We've built an es cluster and indexed our data. How do i benchmark this cluster?
Suppose we already have our tracks, we only want to evaluate search latency and that we know the throughput we'll need.
Do i use the rally daemon with a custom configuration to build another cluster from scratch? And if this is the best option, do i index all, or some part of data, in it?
Or do i use the benchmark-only pipeline to evaluate the existent cluster?
Is there any measure that i can't get with the second option, in regarding with search latency, that is relevant and i should be considering when configuring my cluster?
If you want to benchmark an existing cluster you should use the benchmark-only pipeline. Make sure of course that you don't run Rally on the same machine as any of the Elasticsearch nodes (while at it, also make sure you've familiarized yourself with the basic benchmarking gotchas eloquently depicted in the 7 deadly sins of benchmarking presentation).
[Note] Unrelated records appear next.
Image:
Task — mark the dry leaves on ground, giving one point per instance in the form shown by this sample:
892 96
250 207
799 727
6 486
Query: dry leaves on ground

If there are issues with scalability of the load driver (highly doubtful, since you want to evaluate search latency rather than indexing throughput) you can consider distributing the load driver across several machines.
Thank you, for your response, I've watched the video Benchmarking Elasticsearch with Rally, but didn't know this presentation. We are starting our process of benchmark, in future certainly we'll need to deal with indexing too, thanks for the tips.
Suppose tha we run our track and don't get the desired latency. How will we modify the cluster based on our results? From what i understood reading the docs, with benchamark-only we don't have telemetry devices measures.
In the benchmark-only scenario, will we have to guess which configuration to tweak? Like make a priority list of changes and rerun the benchmark with each one?
For instance:
First increase the heap, and then run the track again
Work on number of shards or size of each one, and then run the track again
If you have a search use case it might be worthwhile looking at the methodology described in this old ElasticON talk. As queries are executed single threaded against each shard, the first step is often to see how search latency depends on shard size. Make sure you vary queries so you do not get all cached. Once you find a good shard size (or range) you set up a cluster and see how many nodes you need in order to handle all your data (generally with one replica). You can now see how much query throughput this small cluster can handle while responding within SLA. Once you have established this you can scale out nodes and replicas to handle larger throughput.